We hope that readers of the Reader will not conclude from Henderson’s article that they should acquire handguns, and that they will conclude that they need to press policy makers to fund the research needed for us all to learn how best to save the lives of children . . . and their adults.

Katherine Kaufer Christoffel,


Chair, HELP Network

Steering Committee

Director, Violent

Injury Prevention Center

Children’s Memorial Medical Center

Robert R. Tanz, MD

Chair, HELP Network

Meeting Committee

Associate Director,

Violent Injury Prevention Center

Children’s Memorial Medical Center

Harold Henderson replies:

I appreciate Drs. Christoffel and Tanz’s comments, but their letter is a persuasive refutation of an article quite different from the one I wrote.

I did mention that guns increase “the lethality of whatever else is going on.” In fact I quoted Dr.

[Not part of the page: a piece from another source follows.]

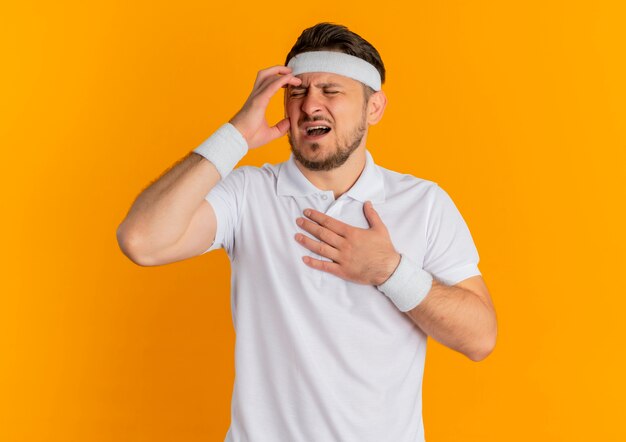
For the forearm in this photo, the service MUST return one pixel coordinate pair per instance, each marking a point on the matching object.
(162, 212)
(457, 318)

Christoffel, adding in my own words that “a gun is a labor-saving device.” I may be guilty of using “violence” and “crime” interchangeably, but the researchers I cited do not. Dr. Brandon Centerwall in 1991 in the American Journal of Epidemiology found no relation between gun prevalence and homicide rates. No one study is conclusive, but the medical gun-control literature is strangely silent on this one.

Of course the tobacco industry has been trying for decades to pin smokers’ health problems on anything but smoking! My point was that the burden of proof against guns is harder to meet than against cigarettes. It’s possible that gun ownership causes violence; it’s also possible that violence causes people to buy guns. Both hypotheses make sense; both may be true. When you correlate cigarettes and lung cancer, you already know which is the probable cause.

Finally, of course it’s legitimate for MDs to have opinions on policy matters, both as citizens and as MDs. But when they speak in public as MDs, they should be held to a higher standard of research and reasonableness. It is not ad hominem to suggest, as I have, that so far the medical case for gun control fails to meet that standard.